Afin de la consoler, elle se leva et l'enjoignit à la suivre à la fenêtre. Alors, elle se leva à son tour, et sans trop savoir quel était le dessein de sa compagne, regarda par la croisée. Quelques instants plus tard, Apolline reprit la parole : « La vue est splendide, n'est-ce pas ?
— Oui, répondit son amie en accompagnant ses mots d'un hochement de tête, vous avez beaucoup de chance.
— Il est vrai. Je ne me lasserai jamais de cette vision. Cependant, plus douce encore que le plus beau des ciels, il y a la couleur de votre regard céruléen, qui allie la pureté de l'aigue-marine à la douceur du myosotis ».
Et sur ces mots, elle se pencha vers sa compagne, tout doucement, approchant ses lèvres des siennes. Lorsqu'elle fut suffisamment près pour sentir son souffle, elle murmura : « Le voulez-vous ?

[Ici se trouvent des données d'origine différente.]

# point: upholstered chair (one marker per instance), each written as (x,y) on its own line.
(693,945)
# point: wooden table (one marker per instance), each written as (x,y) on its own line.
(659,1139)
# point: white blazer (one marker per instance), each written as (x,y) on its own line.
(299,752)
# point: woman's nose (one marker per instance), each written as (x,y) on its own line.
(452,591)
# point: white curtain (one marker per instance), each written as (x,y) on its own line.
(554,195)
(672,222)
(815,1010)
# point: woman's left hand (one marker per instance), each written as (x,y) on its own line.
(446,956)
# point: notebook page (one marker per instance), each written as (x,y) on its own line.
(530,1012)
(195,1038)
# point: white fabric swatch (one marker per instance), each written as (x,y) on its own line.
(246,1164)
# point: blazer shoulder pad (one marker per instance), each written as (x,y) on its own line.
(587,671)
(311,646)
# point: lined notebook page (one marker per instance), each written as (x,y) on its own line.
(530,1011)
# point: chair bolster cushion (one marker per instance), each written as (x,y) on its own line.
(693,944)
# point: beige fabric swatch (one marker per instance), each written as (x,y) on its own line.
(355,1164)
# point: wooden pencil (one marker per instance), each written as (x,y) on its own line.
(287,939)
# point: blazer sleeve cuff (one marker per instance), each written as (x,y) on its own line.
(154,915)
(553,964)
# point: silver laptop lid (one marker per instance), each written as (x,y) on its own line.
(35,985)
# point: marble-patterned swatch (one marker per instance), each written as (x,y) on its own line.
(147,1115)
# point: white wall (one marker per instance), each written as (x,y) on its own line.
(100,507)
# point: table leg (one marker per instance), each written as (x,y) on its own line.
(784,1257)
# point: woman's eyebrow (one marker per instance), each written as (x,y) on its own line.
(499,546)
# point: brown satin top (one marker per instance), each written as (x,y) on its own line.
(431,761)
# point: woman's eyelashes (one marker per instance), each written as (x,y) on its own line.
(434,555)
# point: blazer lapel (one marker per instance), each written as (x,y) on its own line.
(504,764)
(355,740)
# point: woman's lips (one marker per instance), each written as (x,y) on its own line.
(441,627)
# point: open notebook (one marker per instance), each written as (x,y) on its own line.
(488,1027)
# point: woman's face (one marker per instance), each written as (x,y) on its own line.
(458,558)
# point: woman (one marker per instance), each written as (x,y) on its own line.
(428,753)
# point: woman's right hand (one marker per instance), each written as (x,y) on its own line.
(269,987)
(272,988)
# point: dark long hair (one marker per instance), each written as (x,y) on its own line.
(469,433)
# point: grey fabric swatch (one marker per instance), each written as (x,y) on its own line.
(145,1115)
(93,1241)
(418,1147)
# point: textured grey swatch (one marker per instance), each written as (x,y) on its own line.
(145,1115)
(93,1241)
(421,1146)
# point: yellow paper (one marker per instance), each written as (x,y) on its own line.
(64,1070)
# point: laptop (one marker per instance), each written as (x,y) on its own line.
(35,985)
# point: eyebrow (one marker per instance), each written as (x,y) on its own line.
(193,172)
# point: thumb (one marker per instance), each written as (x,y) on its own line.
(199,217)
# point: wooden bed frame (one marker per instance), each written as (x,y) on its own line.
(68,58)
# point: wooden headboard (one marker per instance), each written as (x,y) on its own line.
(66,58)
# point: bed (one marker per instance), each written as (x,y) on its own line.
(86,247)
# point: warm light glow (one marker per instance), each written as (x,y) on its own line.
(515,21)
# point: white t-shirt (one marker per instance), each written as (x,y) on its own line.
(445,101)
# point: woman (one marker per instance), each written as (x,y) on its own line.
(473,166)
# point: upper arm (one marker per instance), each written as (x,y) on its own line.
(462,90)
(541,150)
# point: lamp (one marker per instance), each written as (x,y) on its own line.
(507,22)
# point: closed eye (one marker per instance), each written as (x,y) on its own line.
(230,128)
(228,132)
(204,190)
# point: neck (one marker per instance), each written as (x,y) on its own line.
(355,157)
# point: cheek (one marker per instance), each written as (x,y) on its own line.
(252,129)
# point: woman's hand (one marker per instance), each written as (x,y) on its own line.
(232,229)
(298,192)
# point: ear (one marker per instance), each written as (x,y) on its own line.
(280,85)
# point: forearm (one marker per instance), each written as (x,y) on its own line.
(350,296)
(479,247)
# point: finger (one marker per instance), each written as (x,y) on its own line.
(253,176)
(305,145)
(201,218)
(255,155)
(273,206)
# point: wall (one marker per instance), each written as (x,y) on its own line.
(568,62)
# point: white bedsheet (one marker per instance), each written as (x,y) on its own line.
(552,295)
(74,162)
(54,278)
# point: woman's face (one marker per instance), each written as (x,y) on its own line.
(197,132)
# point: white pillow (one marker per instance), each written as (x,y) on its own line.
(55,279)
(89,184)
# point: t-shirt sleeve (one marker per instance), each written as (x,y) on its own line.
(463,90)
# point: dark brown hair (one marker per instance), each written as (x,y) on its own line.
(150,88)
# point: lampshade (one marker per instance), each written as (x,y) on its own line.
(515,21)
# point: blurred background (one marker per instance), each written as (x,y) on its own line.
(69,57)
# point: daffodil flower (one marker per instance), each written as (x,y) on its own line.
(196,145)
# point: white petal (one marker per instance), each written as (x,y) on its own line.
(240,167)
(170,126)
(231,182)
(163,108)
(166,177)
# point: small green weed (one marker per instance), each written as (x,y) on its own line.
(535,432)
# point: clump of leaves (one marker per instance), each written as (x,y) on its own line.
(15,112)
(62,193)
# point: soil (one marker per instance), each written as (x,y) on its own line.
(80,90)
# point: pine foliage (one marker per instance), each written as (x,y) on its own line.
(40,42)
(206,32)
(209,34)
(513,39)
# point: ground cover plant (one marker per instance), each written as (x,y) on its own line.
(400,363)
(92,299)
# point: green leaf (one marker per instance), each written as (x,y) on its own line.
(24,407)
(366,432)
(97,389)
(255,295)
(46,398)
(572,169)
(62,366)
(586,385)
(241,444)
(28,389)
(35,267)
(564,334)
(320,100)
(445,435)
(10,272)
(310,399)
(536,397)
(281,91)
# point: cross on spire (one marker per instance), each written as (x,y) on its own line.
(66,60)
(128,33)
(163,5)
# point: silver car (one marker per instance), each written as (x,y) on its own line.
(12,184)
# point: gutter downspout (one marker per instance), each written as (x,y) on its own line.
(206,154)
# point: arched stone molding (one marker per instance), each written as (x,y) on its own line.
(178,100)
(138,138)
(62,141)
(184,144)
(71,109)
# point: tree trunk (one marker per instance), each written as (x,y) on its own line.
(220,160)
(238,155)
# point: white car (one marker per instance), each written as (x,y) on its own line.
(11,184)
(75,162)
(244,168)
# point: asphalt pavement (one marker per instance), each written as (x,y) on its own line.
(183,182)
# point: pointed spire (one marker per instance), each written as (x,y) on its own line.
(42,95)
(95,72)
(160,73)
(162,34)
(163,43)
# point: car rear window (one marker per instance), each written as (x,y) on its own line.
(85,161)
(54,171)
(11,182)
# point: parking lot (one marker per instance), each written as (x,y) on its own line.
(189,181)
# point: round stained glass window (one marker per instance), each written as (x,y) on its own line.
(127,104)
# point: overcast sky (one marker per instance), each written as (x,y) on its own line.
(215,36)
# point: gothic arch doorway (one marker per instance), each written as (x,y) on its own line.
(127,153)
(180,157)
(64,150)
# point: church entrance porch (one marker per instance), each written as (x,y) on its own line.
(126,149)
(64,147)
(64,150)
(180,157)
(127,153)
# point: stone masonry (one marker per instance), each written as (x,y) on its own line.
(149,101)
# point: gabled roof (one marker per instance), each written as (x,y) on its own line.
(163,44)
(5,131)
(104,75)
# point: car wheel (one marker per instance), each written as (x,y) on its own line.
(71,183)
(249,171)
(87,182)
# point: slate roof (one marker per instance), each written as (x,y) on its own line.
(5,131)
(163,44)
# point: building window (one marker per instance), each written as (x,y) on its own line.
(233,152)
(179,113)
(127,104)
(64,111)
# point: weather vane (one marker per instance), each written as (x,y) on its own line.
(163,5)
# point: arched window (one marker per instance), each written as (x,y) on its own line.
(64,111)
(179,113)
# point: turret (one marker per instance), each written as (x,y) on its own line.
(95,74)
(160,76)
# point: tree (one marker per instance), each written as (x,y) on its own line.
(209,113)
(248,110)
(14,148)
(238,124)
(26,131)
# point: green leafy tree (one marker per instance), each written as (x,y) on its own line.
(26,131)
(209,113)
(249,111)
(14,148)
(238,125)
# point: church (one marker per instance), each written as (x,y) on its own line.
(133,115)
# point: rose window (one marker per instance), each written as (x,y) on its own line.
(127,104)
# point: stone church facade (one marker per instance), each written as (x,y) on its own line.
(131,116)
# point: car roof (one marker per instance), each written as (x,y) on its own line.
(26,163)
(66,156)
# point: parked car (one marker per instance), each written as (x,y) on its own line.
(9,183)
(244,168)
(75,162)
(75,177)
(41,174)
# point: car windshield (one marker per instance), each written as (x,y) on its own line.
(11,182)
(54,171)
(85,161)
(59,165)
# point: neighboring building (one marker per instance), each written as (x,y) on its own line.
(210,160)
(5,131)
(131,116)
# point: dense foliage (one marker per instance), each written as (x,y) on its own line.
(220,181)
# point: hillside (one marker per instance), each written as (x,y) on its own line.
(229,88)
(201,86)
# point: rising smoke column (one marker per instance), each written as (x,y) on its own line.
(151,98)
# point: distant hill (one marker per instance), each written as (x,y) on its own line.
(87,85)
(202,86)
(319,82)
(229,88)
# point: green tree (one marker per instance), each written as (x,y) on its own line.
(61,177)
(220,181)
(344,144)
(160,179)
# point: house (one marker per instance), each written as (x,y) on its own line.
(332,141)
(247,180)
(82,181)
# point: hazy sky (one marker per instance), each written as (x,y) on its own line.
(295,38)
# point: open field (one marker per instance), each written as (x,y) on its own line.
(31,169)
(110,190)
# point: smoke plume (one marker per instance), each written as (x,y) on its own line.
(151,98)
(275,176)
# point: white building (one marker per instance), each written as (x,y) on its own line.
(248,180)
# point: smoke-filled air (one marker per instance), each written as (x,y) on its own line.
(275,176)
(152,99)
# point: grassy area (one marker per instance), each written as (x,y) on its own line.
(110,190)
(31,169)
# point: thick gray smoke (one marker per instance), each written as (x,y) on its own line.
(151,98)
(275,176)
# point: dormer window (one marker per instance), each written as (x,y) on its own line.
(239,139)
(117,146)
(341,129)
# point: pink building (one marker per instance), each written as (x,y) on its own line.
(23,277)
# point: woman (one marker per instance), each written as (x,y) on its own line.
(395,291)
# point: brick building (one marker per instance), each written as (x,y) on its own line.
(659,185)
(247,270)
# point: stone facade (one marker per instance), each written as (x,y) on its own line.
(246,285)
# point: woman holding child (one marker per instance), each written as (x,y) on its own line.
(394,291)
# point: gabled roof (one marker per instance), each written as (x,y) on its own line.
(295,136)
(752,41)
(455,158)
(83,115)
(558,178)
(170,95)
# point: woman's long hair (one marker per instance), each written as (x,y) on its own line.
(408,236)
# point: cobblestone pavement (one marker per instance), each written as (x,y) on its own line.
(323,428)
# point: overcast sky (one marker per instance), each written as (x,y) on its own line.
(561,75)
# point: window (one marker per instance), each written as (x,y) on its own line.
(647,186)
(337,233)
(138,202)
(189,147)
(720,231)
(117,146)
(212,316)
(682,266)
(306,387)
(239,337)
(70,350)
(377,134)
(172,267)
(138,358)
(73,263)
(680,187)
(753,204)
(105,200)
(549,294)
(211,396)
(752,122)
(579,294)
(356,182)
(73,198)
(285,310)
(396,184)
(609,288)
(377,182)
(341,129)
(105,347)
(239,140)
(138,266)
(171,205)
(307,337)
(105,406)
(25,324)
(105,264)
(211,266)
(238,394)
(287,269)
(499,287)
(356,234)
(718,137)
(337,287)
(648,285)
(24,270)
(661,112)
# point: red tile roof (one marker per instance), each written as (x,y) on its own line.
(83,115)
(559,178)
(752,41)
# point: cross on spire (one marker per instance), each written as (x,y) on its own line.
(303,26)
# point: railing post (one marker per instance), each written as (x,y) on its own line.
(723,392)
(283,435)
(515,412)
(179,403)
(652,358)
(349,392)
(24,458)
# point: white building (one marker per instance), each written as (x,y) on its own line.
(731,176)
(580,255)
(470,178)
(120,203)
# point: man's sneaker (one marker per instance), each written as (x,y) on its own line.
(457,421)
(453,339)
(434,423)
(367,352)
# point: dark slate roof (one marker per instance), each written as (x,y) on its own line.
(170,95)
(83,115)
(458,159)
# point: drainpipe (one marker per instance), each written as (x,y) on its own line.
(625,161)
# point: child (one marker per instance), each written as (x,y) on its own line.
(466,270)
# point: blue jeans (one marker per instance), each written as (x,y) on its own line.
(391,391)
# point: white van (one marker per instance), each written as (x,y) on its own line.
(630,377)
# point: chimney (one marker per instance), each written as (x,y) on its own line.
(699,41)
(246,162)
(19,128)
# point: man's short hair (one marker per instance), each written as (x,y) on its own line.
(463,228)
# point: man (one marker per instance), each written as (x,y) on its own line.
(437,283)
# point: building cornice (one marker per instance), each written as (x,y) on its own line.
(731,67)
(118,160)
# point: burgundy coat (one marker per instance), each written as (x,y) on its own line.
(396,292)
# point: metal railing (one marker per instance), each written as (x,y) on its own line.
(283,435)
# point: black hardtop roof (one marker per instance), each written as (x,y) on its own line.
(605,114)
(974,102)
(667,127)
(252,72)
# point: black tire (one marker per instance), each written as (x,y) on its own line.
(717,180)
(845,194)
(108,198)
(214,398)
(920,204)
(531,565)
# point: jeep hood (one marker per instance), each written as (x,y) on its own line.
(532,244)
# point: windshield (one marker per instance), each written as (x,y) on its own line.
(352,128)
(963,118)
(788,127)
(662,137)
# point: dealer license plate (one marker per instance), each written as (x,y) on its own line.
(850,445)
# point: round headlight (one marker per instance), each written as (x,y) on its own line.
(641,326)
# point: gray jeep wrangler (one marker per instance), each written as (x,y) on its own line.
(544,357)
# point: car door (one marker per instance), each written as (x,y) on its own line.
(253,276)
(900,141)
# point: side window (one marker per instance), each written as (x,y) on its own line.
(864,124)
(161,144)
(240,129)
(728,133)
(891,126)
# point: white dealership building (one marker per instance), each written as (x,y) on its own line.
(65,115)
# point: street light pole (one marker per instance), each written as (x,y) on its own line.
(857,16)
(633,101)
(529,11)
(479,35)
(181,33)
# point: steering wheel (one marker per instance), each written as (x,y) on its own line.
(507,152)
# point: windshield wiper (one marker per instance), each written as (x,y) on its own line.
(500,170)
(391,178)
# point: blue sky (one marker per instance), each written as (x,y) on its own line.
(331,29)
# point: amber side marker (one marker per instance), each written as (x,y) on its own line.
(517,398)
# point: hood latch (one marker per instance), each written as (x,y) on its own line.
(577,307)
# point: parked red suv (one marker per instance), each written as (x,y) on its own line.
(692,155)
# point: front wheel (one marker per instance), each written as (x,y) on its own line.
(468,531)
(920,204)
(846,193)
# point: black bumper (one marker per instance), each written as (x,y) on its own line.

— Oui », répondit-elle d'une voix détimbrée.
Alors frissonnant au contact de sa main douce sur sa joue et de l'autre, plus ferme, dans son dos, elle cessa de lutter contre ses peurs, ferma les yeux, et s'abandonna à étreinte de la jeune vicomtesse qui, lentement, l'attira davantage à elle, franchissant la distance qui les séparait : ce baiser fut comme être transpercée mille fois par la foudre, ses lèvres sur les siennes étaient douces et chaudes, de même que son souffle sur son visage, l'odeur de sa peau, elle se sentait à l'abri entre ses bras. Peu à peu, ses larmes de tristesse se changèrent en larmes de joie. Après un instant de surprise, elle lui rendit son étreinte et son baiser, avec une infinie douceur, jouant avec ses mèches blondes longues et soyeuses au doux parfum suave. Elles s'embrassèrent encore et encore, avec ce mélange de timidité et de fougue, à l'étrange goût de sel et d'interdit.
Lorsqu'après un temps indéterminé, mais définitivement trop court, elles se séparèrent, leur regard portait la marque de la tendresse trop longtemps contenue. La jeune femme blonde, avec une pointe de malice, lui fit un clin d'œil puis murmura : « Aigue-marine, promesse d'amour, et myosotis, ne-m'oubliez-pas... J'ose espérer qu'après cela, tu ne m'oublieras pas ».